The Wicker Man | Wicker man, The stranger movie, Wicker
A May Day Parade from a Movie I Won't be Watching this Month (but will be writing a paper on)

             My last big night out before the pandemic was a Tuesday, Alamo Drafthouse’s Terror Tuesday to be precise. Usually, the Alamo’s steep price point and draconian no-talking rules send me to one of their competitors, but this Tuesday they were screening Paganini Horror, for a discount no less. I convinced my girlfriend to take the M train out to Brooklyn for the occasion. When else would I get to see a shitty Italian horror film from the director of my beloved Starcrash, featuring Suspiria’s own Daria Nicoladi, a girl group, musical numbers, and a cursed violin? It was a fittingly on-brand last hurrah to public life.
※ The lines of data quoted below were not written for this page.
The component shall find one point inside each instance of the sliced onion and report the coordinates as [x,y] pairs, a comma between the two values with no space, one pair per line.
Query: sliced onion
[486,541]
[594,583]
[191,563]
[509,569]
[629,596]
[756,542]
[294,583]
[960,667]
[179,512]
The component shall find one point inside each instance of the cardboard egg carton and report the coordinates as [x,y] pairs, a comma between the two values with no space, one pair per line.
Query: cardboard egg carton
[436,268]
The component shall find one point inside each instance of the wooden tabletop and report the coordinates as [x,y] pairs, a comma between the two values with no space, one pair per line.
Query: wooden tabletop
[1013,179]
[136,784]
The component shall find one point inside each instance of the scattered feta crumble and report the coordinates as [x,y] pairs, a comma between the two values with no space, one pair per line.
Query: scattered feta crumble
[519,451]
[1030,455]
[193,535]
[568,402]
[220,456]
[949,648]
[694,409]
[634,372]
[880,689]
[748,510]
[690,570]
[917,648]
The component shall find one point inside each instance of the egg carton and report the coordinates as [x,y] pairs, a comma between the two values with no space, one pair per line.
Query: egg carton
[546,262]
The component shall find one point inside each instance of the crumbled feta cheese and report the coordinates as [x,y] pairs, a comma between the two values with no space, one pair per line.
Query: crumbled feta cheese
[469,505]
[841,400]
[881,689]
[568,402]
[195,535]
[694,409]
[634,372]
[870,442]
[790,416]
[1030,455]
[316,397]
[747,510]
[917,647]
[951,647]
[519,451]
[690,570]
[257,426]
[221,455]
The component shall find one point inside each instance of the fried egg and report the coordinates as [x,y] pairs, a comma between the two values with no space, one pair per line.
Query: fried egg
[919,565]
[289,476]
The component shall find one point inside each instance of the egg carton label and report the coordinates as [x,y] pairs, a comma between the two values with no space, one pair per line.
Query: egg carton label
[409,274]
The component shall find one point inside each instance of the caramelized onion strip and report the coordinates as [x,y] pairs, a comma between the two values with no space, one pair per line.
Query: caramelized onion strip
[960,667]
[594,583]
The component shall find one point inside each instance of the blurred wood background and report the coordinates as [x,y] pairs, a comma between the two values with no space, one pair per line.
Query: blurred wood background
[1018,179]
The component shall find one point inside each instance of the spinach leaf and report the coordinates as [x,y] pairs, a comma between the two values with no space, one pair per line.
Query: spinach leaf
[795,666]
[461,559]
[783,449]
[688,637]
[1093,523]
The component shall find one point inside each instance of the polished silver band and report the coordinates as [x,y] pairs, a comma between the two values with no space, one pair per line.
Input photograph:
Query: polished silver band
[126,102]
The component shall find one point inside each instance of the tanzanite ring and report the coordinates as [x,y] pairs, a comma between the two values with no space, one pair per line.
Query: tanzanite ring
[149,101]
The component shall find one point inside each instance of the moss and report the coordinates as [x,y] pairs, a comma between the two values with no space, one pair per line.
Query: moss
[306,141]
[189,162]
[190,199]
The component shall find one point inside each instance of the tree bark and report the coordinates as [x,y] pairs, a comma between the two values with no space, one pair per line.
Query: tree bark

Paganini Horror | Movie Review | 1989 | Horror | Luigi Cozzi | The ...
             The Real Paganini Horror was the Coronavirus!

             So now what’s a movie-theater-apologist horror junkie supposed to do in this time of quarantine? Few pleasures equal the delights of going to a specialty theater, watching a long-ass preshow while sipping on a cocktail named after a David Lynch movie and admiring a wall of collectable VHS tapes, and then shrieking along to every jump-scare with a similarly-minded audience and staggering into the subway after two hours of transformative film-going, forever changed. While I’m missing out on anticipated spring and summer features like Saint Maud and Candyman, I can at least partake in the golden age of streaming to catch up on the many horror movies I’ve missed.
              Inspired by the Spooktober adventures of likeminded Twitter users and blogs like Bloody Disgusting, I’m spending this May watching a horror movie each day and posting a review to this very blog. Armed with little more than an aging PC, a wifi extender, a brand-new pair of Bluetooth headphones, and a Shudder subscription, I shall venture into the recent and not-so-recent past of horror cinema and a take a chainsaw to my Netflix queue. Joining me on occasion will be my ever-weary girlfriend, who will, whenever it suits her, chime in to tell you her take on the day’s movie or, more frequently, why she will not be watching said movie under any circumstances.
              Inspired by Bloody Disgusting, I picked a theme for each day of the week. Mondays I shall savor the fresh-faced delights of teen horror. Tuesdays, this Exorcist skeptic will explore an ambivalent subgenre: possession and the occult. Wednesdays are for international horror, and Thursdays are a grab bag of found footage and cannibalism. Fridays are my squirreliest category – grrrls. I’ll check out (supposedly) feminist horror films that center female friendship. Saturday I’ll sample the many flavors of Witch films, and Sunday is when I do my homework and view some ‘70s classics I’ve overlooked. All my chosen films are first-time viewings. My picks unintentionally skewed twenty-first century, since 1995-2014 is probably my biggest knowledge gap, but there are plenty of older classics sprinkled in. As I explore the amazing diversity and range of the last twenty-years of horror films, I’m excited to imagine how future horror fans will characterize the 2000s and 2010s when they do their own retrospectives.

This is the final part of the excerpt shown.